Strong demand for yield among debt investors has continued to afford issuers considerable bargaining power when structuring and pricing new debt issuances, especially relative to floating rate loans, prized as a hedge against rising rates as the Fed begins this month to pull back on its own bond-buying program. Covenant-lite leveraged loans—term loans and revolvers with limited or no financial maintenance covenants—as a percentage of total institutional loan volume continued to rise in 2013, surpassing 2007 levels. In the absence of financial maintenance covenants, borrowers did not hesitate to push for high senior leverage levels, and the market obliged: 2013’s senior leverage of 4.7 times surpassed 2007’s 4.4 times. Moreover, PIK toggle note issuance reached $10 billion, the highest since 2008, including the first PIK toggle issuance by a company other than a passive holding company since the financial crisis.
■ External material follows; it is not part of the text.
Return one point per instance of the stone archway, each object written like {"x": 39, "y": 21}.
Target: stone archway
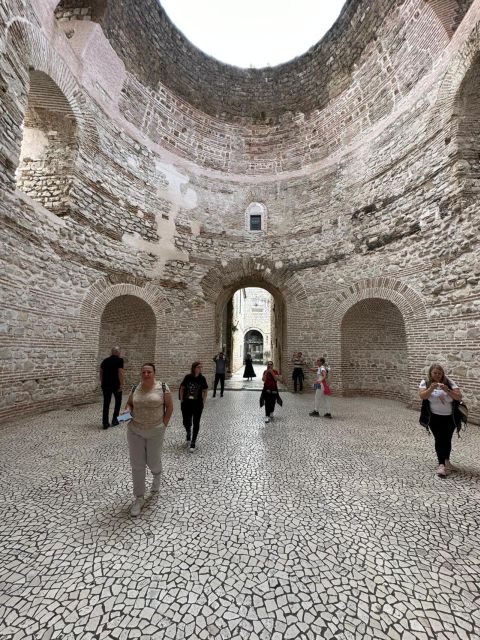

Even so, banks also generally remain mindful of the market volatility of recent years. As a result, obtaining long duration commitments (more than six months) and stretching into higher leverage levels to finance acquisitions often came at the expense of ticking fees and some key “flex” terms—that is, the ability to change specified terms of the financing in order to achieve a successful syndication. Further, the joint guidance of the Fed, Treasury Department and FDIC on leveraged lending (which flags 6x total leverage as “rais[ing] concerns”), combined with concerns about capital requirements (already making themselves felt in the revolving loan market), is casting a shadow on the new year. Nevertheless, the acquisition financing market seemed to strengthen across all ratings classes as 2013 came to a close, with no signs of abating in the opening weeks of 2014. Continuing core demand for yield and floating-rate paper should provide fuel for an active year in deal-making.